Public humiliation as punishment has a long history. What has changed are the tools we use to inflict it. The Web now provides us with a far more public and potentially humiliating vehicle than ever before. Until, that is, we become inured to its effects.

Blogs have often been used as a post on which to publicly whip those who've offended us. I certainly have taken a few shots at others in this space. People Who Sit In The Disability Seats When I’m Standing On My Crutches is a perfect example of a more sustained campaign.

However, Tumblr, which promotes itself as "the easiest way to express yourself," seems to have become the weapon of choice among the eternally aggrieved. You need only look to This Is Why You're Fat, Look at this Fucking Hipster, and Asleep on the Subway for evidence. I'm sure there are other examples, which I'd love to know about.

I'm sure some of those pictured are jerks who deserve ridicule, while others are actually lovely people who are guilty of nothing more than getting silly during a night out or being too tired to stay awake on a train. That's not the point.

Even film crews and photographers working on a public street with the intent of publishing and distributing their work must get signed or recorded waivers from all passersby whose images they capture. If they don't get a waiver, they must obscure the individual's image so they're not identifiable. There's a reason for this: even in a public spaces, we all have a right to our privacy and to the published images of ourselves.


porpentine11 said...

More like the panopticon. Someone is watching you so behave.

Steve said...

btw, not entirely true that "Even film crews and photographers working on a public street ... must get signed or recorded waivers from all passersby whose images they capture"
I have worked in places that were being used by film crews (particularly Metropolitan Hospital).

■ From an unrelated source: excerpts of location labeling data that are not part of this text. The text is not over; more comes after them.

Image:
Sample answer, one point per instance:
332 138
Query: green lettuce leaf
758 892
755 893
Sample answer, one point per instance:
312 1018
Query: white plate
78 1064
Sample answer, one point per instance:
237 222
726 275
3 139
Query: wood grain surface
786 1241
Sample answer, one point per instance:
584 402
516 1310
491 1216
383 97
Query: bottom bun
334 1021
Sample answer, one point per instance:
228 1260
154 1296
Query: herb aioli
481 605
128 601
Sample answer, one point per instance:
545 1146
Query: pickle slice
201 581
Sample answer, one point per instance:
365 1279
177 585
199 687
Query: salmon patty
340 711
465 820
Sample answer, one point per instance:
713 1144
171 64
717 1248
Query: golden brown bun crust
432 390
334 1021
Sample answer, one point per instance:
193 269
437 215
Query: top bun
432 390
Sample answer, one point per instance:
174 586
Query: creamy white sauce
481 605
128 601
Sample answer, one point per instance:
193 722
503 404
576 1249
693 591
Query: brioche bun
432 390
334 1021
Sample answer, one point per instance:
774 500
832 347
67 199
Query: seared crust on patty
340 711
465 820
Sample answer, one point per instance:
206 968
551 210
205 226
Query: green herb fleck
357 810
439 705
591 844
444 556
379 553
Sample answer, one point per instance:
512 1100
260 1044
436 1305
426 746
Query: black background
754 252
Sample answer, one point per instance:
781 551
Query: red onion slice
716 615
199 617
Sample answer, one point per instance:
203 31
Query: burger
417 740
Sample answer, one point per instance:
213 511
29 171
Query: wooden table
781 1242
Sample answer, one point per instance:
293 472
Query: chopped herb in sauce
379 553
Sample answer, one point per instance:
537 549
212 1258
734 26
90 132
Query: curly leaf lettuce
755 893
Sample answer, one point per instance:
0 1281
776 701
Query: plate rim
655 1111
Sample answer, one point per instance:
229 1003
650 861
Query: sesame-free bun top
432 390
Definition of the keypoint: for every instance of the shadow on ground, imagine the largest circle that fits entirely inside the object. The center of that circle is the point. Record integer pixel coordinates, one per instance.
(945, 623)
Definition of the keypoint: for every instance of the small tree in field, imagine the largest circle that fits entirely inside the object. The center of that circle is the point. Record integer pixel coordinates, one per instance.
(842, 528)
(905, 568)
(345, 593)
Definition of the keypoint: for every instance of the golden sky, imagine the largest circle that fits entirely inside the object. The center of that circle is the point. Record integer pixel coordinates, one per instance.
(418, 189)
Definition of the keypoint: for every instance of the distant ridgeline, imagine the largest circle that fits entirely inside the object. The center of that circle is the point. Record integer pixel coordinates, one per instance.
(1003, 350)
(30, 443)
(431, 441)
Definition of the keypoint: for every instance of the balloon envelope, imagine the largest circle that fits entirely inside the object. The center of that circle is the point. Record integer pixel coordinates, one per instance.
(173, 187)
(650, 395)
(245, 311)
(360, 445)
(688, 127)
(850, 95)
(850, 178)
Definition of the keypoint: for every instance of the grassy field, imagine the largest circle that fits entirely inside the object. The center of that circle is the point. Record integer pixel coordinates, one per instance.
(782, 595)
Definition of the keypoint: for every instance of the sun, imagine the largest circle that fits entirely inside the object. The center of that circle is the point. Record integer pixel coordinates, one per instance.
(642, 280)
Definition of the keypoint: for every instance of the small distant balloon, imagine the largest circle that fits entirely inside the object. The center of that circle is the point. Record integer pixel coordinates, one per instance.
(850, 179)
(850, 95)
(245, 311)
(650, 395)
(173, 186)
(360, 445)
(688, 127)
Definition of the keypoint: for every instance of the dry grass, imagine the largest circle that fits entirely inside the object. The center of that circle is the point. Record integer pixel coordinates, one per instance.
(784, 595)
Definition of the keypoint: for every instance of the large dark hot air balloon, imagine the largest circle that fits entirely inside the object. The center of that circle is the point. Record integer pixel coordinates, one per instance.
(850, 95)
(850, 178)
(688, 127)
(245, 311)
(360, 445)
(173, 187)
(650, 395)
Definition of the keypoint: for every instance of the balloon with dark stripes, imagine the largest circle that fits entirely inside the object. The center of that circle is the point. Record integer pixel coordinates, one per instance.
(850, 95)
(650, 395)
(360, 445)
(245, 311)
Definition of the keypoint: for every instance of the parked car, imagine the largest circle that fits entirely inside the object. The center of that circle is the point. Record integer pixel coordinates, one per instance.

Signs were posted in the lobby saying that if anyone entered, it constituted permission. In sum, if I went to work, they had permission. My alternative was not to go to work. Definately a Hobson's choice.

I can't remember who it was, but during the last couple of Supreme Court nomination hearings, someone made the claim that the questions of the nominees were way off the mark. The claim was that during the next generation, the important cases before the court would focus on privacy rights (or whether or not there even were such rights).

Given the present make up of the Court and the current fears of much of the population, it is entirely possible that "privacy" will become an outdated concept.